Last year, New Delhi and Manila inked a $368 million deal for three batteries of Indian anti-ship supersonic missiles, produced by BrahMos Aerospace, to be sent to the Philippines. Last week, India’s ambassador in Manila, Shambhu Kumaran, said the delivery was “on track.” Earlier reports indicated that the missiles could arrive in December, although Kumaran wouldn’t confirm that.
Either way, the timing of Kumaran’s assurances about the deal is notable. In recent days, Philippine and Chinese ships have faced off in the South China Sea in a disputed reef known as the Second Thomas Shoal. The Philippines seems to see the Indian-made missiles as a critical tool of deterrence; one official has described them as a “vital asset” to “protect the integrity of its territory.”
By strengthening the capacity of the Philippines, a U.S. treaty ally, to counter Chinese military power, the missiles will help advance U.S. interests in the Indo-Pacific. They will also help boost U.S. expectations that India will become a net security provider in the region in due course.

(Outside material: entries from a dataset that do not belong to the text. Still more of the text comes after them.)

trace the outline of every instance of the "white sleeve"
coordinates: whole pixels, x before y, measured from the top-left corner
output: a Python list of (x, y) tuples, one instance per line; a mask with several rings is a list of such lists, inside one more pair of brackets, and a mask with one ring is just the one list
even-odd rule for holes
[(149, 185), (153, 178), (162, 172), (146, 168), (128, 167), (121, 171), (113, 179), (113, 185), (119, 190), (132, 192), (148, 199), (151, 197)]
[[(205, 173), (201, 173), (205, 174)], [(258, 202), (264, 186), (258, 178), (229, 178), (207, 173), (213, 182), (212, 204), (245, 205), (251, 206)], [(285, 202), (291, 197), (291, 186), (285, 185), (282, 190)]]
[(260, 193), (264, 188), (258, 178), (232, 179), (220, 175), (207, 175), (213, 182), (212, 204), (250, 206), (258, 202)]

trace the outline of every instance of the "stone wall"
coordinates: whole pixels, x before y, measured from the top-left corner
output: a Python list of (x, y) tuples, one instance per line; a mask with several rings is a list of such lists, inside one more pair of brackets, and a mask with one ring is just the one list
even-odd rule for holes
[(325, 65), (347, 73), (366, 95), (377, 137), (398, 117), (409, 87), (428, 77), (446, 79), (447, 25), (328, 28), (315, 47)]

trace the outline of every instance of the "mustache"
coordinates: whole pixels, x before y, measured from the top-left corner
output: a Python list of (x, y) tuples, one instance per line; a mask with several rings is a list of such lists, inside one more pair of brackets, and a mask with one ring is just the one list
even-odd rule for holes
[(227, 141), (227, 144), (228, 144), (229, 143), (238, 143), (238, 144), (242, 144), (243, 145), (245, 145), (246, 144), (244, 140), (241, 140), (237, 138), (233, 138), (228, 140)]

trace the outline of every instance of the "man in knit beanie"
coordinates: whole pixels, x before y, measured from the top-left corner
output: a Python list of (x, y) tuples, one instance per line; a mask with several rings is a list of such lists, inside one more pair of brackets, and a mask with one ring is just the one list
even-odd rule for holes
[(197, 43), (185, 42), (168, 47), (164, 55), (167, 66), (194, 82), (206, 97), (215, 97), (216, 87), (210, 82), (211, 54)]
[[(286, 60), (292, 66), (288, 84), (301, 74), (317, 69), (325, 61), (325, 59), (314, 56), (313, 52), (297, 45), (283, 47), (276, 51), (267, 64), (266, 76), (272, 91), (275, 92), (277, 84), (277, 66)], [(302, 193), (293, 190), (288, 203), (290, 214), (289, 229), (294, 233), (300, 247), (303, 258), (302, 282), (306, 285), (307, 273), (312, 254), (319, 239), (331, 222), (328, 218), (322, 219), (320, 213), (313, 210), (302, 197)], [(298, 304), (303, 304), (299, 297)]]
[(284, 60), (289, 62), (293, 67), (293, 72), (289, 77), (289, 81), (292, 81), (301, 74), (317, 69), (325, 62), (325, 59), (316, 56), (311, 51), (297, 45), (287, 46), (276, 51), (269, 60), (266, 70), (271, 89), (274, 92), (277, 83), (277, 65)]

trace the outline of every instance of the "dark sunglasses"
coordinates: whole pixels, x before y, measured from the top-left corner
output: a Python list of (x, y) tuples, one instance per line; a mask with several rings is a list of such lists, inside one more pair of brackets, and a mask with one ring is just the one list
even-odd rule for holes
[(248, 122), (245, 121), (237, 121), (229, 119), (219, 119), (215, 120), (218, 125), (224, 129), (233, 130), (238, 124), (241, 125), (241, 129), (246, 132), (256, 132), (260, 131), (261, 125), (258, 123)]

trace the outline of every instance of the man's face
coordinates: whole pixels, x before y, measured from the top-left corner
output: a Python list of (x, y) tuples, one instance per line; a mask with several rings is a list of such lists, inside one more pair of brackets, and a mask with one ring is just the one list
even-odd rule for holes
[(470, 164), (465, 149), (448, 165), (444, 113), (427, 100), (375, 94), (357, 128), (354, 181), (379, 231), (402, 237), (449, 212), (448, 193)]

In Dawn, child advocate and nonprofit founder Madeeha Ansari discusses how Pakistan’s decision to expel undocumented foreigners will impact children. “[S]udden and involuntary migration can have a deeply traumatic impact for which there are unlikely to be psychosocial support mechanisms, or the provision of safe and child-friendly spaces that can provide stability,” she writes.
In Kuensel, lawyer Sonam Tshering reflects on Bhutan’s experiences with its current constitution, which marks its 15th anniversary this month. “[W]e must resist the allure of short-term, politically expedient promises and instead support political parties that demonstrate a genuine commitment to upholding the Constitution and fostering the nation’s long-term prosperity,” he writes.
Writer Ranga Jayasuriya argues in the Daily Mirror that Sri Lanka needs more private university education. “[I]f Sri Lanka is to take off economically, as much as integrating itself with global supply chains, it needs to update its human capital,” he writes. “For that, it should promote and build private universities.”